“It starts with the egg”, Rebecca Fett, 2014, ISBN 978-0-9911269-0-3
This book review is actually just a chapter review. Chapter 2 of this book is titled “The dangers of BPA”. That in itself was enough to tell me that although this book is presented as a well-researched, evidence-based, non-biased view of the science of egg quality, it may be something less than those lofty ideals. So I skipped to the chapter on DHEA.
I read the chapter on DHEA in detail and checked most of the references therein (ignoring those regarding miscarriage and dosing). This was sufficient for me to not recommend this book to anyone else. Upon initial reading it does seem like the author has done a fair deal of research and analysis, but it is also easy to see that results are highly overstated: eg. “extraordinarily successful results from the use of DHEA” pg. 171. Not every fertility specialist will suggest you take DHEA for low ovarian reserve and that is because there are NO extraordinary results. Instead, there are quite a few studies with potentially interesting preliminary results but each of these studies has serious limitations and should therefore be taken with a grain of salt. Even an abundance of such studies does not constitute convincing evidence. For now i’m going to assume that anyone reading my blog is interested in an evidence-based view of the DHEA literature and has a basic understanding of how to assess clinical data including a basic understanding of statistics. It appears that Rebecca Fett does not. Either that, or there is wilful manipulation of information. This is illustrated by certain errors such as the following:
On pg. 156: “Because it [DHEA] is a precursor to estrogen and testosterone, when taken as a supplement it can increase the level of these hormones in the ovaries.” The citation given for this ‘fact’ is Wiser et al. 2010*. The findings in this article are: “The DHEA group demonstrated a non-significant improvement in estradiol levels on day of hCG (P[sic] = 0.09)”. This is hardly evidence that DHEA supplementation resulted in increased estradiol and therefore shouldn’t be used as a source for the quoted ‘fact’. Additionally, the article does not mention any testosterone measurements whatsoever.

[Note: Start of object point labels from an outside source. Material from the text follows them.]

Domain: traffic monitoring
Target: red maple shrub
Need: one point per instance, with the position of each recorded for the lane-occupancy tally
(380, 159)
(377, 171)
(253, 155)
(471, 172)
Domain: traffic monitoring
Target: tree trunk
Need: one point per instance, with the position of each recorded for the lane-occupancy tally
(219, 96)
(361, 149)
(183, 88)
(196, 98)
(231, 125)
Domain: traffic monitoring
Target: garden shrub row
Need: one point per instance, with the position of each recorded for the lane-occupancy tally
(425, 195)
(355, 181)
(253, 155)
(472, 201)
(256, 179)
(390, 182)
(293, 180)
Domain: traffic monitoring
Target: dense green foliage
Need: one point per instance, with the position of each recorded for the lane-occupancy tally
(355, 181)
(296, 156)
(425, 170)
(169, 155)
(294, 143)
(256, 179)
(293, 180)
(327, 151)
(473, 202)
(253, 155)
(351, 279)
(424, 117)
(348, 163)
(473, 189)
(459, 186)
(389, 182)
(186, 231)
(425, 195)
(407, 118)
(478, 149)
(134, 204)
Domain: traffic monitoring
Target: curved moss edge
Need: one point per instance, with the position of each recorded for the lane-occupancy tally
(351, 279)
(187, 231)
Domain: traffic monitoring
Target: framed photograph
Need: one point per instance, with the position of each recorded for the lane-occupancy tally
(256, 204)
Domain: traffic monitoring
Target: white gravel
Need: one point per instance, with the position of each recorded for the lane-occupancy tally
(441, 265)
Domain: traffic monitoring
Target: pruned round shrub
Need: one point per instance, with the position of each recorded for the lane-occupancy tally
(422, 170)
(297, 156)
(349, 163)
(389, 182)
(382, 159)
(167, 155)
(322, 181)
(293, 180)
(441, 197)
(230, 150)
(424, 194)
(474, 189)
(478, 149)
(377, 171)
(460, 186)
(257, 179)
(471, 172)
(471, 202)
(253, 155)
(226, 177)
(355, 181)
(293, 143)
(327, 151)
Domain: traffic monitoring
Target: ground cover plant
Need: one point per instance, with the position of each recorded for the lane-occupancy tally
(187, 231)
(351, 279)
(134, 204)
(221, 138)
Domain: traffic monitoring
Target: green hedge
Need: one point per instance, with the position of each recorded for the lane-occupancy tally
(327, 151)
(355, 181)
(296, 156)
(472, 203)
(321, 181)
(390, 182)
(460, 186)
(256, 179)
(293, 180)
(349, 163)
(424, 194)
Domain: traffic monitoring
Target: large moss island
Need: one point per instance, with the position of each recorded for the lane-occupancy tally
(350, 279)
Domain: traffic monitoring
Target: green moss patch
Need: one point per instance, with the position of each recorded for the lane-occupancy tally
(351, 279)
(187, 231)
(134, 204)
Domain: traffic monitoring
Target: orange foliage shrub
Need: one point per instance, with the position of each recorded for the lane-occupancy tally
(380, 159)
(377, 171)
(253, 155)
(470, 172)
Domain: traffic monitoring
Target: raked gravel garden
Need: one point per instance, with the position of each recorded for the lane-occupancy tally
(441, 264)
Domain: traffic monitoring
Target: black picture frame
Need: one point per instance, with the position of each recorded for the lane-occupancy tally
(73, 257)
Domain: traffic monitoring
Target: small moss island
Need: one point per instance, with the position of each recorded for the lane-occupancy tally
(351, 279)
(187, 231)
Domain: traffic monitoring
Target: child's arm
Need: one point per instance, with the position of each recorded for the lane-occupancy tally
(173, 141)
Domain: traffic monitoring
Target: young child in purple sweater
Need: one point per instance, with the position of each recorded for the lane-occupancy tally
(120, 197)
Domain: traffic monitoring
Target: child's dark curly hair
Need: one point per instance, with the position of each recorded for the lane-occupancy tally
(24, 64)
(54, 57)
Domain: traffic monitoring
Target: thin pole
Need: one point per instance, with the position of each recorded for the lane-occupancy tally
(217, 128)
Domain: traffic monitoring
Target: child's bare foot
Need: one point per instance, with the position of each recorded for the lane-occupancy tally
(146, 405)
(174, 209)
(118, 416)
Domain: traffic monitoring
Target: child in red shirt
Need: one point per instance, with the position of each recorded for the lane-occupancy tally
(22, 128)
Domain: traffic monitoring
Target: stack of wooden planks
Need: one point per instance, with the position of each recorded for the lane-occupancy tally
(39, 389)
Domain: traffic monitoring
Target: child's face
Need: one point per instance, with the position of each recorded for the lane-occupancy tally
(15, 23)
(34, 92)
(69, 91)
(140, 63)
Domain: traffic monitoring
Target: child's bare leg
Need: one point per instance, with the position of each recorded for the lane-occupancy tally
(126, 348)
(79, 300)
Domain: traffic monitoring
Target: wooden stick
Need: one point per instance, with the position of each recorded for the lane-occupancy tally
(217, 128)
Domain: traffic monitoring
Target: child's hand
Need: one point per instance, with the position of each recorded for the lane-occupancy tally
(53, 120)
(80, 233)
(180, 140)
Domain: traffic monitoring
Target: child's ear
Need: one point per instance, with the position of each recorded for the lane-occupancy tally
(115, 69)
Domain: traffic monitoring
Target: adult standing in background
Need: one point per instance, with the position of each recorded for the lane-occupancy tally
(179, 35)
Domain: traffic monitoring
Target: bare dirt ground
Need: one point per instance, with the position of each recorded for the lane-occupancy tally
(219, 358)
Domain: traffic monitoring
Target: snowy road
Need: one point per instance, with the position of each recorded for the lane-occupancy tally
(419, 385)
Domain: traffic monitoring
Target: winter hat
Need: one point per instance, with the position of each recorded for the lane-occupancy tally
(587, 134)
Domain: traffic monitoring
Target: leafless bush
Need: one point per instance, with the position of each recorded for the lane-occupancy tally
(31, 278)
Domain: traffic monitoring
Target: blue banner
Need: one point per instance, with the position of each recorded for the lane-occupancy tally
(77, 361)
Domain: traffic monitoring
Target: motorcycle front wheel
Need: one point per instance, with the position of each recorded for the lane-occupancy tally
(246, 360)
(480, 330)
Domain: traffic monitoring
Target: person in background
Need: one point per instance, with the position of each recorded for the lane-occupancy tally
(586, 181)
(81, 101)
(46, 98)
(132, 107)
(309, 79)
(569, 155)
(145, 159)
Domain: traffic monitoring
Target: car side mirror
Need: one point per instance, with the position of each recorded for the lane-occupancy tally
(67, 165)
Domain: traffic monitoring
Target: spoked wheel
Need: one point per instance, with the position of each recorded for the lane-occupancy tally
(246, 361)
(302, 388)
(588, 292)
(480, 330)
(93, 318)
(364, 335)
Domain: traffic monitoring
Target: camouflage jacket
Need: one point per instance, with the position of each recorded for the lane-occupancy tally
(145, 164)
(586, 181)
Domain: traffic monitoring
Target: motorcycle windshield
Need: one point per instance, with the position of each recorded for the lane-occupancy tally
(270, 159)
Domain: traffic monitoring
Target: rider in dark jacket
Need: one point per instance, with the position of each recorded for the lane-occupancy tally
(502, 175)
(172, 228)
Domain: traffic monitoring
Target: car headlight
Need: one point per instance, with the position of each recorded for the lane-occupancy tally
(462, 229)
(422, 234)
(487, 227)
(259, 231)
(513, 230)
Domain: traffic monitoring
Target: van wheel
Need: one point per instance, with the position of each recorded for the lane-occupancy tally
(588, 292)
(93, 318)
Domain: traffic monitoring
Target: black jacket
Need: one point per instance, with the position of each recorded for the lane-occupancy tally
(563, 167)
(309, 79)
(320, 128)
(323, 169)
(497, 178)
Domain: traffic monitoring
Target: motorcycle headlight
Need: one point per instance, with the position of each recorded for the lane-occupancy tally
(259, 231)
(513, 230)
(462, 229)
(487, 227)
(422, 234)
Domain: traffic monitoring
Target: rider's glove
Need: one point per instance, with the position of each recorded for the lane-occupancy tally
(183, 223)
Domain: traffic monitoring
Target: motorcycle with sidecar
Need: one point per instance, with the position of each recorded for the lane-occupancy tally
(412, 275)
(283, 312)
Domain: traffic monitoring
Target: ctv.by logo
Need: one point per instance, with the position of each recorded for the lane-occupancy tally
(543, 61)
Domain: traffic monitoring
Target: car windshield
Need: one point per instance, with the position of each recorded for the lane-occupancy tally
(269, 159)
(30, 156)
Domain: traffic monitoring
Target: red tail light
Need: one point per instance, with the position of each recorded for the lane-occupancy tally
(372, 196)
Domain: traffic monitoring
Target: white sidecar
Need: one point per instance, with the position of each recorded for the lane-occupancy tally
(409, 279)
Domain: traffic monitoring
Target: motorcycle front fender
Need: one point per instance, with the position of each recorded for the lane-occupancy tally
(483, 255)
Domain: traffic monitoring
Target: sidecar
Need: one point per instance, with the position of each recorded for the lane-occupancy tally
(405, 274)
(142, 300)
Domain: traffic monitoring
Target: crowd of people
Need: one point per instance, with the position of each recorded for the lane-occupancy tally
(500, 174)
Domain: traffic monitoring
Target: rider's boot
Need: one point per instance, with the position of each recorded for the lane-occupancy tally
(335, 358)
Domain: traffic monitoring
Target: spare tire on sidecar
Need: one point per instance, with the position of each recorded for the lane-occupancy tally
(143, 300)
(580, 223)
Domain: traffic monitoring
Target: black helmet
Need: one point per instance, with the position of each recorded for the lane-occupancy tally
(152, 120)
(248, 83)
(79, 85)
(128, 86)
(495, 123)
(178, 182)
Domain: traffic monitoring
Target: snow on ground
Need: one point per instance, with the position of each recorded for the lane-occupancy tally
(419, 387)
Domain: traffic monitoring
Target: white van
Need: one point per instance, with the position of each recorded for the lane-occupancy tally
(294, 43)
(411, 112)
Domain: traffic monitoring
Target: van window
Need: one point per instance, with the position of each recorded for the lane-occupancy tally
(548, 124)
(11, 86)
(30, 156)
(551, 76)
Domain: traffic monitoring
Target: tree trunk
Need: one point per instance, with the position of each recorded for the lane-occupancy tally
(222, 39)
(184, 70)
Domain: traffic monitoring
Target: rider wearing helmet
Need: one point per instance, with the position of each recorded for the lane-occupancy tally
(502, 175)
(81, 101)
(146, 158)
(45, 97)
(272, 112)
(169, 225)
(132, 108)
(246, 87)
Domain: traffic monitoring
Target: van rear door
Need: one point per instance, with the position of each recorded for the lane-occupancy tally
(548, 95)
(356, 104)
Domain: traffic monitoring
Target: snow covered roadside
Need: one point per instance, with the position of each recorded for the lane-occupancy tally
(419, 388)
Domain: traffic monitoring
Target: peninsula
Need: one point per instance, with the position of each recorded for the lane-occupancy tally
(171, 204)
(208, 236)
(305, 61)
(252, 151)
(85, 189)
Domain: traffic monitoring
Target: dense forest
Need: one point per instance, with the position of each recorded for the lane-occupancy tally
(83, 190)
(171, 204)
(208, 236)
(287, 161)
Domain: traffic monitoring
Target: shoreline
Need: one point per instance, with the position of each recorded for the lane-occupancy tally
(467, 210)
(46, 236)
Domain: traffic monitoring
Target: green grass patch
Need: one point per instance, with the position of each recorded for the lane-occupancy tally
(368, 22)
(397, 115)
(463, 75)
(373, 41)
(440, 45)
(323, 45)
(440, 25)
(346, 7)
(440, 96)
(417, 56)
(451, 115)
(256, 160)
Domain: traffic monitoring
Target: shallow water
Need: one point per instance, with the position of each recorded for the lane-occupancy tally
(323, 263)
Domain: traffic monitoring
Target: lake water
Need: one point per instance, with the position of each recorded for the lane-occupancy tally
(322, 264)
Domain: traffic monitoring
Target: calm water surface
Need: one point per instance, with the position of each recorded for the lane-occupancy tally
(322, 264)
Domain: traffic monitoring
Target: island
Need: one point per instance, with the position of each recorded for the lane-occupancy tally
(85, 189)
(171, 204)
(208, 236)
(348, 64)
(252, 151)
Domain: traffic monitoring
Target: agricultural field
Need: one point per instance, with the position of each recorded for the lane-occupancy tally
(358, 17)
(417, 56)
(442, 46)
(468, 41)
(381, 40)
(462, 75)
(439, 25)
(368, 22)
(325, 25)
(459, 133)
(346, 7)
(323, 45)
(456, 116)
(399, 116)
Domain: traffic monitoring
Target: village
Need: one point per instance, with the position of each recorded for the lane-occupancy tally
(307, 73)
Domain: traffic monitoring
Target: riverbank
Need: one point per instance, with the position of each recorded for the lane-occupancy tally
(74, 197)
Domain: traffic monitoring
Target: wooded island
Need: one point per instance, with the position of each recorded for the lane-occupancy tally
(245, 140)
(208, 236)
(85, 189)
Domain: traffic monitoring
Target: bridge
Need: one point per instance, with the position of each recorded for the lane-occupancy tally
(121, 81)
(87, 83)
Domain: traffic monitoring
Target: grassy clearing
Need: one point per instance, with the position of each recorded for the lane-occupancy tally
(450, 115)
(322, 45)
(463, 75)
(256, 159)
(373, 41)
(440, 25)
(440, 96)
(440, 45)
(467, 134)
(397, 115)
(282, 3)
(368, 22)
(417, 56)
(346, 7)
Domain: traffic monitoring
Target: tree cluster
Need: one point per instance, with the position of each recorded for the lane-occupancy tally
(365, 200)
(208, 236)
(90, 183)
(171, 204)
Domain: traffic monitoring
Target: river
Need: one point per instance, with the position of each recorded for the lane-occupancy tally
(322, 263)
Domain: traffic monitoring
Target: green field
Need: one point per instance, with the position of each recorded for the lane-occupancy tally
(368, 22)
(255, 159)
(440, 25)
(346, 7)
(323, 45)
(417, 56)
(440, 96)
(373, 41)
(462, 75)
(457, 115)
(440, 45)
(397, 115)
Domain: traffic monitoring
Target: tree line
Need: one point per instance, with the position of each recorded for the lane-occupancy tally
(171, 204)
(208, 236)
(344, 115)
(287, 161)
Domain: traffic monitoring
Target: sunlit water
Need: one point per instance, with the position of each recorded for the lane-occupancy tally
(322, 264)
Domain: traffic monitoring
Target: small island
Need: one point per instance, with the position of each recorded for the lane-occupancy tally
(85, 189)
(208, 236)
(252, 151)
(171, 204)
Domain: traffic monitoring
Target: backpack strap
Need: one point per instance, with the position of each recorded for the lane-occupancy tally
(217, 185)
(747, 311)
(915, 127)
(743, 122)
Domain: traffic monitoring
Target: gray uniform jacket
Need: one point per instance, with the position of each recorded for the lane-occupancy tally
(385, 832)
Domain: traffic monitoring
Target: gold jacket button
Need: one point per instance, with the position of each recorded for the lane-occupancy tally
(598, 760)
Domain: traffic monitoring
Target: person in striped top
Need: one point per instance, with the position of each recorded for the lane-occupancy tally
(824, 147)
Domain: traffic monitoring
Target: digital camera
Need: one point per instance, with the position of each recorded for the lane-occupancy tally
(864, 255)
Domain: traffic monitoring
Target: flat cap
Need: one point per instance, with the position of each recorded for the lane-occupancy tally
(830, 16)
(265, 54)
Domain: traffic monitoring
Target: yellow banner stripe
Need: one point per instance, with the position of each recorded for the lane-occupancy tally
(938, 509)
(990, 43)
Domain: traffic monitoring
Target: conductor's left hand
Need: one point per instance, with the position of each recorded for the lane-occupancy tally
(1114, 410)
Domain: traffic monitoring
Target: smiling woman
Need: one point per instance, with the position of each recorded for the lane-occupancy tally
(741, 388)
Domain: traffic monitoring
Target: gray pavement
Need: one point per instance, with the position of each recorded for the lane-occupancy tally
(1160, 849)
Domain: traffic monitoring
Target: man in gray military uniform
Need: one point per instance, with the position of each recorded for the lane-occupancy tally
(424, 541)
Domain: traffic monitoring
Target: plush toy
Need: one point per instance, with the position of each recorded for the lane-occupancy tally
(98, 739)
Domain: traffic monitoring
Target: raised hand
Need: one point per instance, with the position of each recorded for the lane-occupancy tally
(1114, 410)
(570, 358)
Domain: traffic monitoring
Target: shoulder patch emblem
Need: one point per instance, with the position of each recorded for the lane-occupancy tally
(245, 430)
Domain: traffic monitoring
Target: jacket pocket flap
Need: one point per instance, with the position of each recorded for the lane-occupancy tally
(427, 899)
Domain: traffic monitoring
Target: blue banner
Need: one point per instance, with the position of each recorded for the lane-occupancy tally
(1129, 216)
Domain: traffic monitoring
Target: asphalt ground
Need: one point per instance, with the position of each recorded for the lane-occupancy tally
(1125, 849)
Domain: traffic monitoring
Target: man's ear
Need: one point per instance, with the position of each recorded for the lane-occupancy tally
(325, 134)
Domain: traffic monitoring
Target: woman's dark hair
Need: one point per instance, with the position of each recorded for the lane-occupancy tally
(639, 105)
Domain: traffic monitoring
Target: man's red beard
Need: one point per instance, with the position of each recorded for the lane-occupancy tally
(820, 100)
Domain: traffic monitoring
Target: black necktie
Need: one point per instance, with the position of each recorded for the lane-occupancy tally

The most interesting citation has to be an actual, prospective, placebo-controlled, randomized trial of DHEA (as proudly stated in the article title**). In this case, Fett has correctly cited this article to show their finding of more developing follicles in the DHEA treatment group as compared to the control group. Although, Fett states this finding occurred “after three to four months”. What the data actually shows is one statistically significant finding after 12 weeks of treatment, but the groups were no longer different at 16 weeks or 20 weeks (DHEA or placebo was taken for 16 weeks). This pattern of one significant finding amongst many weeks of no difference is not explained or accounted for. Wouldn’t you expect the effect to be cumulative? Fett implies as much throughout her chapter. Additionally, it can be seen that the size of the ‘effect’ or difference was very small, with the DHEA group showing 1-5 antral follicles and the control group showing 0-2. A sense of the natural variation can be seen with the placebo group, with results of between 0-4 antral follicles over the study period. As can be seen from Fig. 5 in the article, these results equated to 2 women having at least one follicle >10mm at week 12 compared to none of the women in the control group. No statistical analysis was carried out on these ‘percentage of women having at least one follicle >10mm’ comparisons.
This seems to be another small hint towards real evidence, helped by the study design but hindered by the size of the study. Luckily, the same authors have published a slightly larger study that looks eerily similar, just a few months after the initial study***. Unfortunately, this time no difference was found between antral follicle count at week 12. At least this time these authors suggest caution in interpreting their results due to the still small sample size. This second article was published after Fett’s book, although the conclusions had already been published in an abstract here:
Basically, at the time of publication of Fett’s book there was little in the way of quality data to support a recommendation of DHEA to women with low ovarian reserve/POI. Fett does admit as such, and mentions that this treatment is therefore criticised. At this point Fett raises an analogy to folate, but it is a very confused analogy.
“Thirty years after the initial discovery of folic acid’s benefits, we know that the early doubts about the value of folic acid in preventing birth defects probably caused many tragic outcomes that could have been avoided if medical advice had kept pace with research.”
This is an unfounded and backwards comment and once more seems to be either an inadequate understanding of the source material**** or a manipulation thereof. It’s true that a proper trial of folate was delayed 10 years but this was because the medical advice was to take folate supplements, even though the evidence was lacking. This is clearly the direct opposite of the current situation with DHEA. The ‘controversy’ mentioned in the articles cited by Fett had nothing at all to do with the ‘doubts about the value of folic acid’ but rather the opposite. Perhaps Fett has been confused over a more highly discussed controversy regarding folic acid/folate, which is the question of whether basic foodstuffs should be supplemented with this chemical so that all women are thereby ‘supplemented’ whether they are procreating or not.
In short, this book does not present a rigorous analysis of the available science and is written from the emotive standpoint of ‘those trying to conceive should try anything that may increase their chances’. I know that is a common standpoint in the infertility world but doctors are rightly wary of selling false hope, and I for one am grateful for that.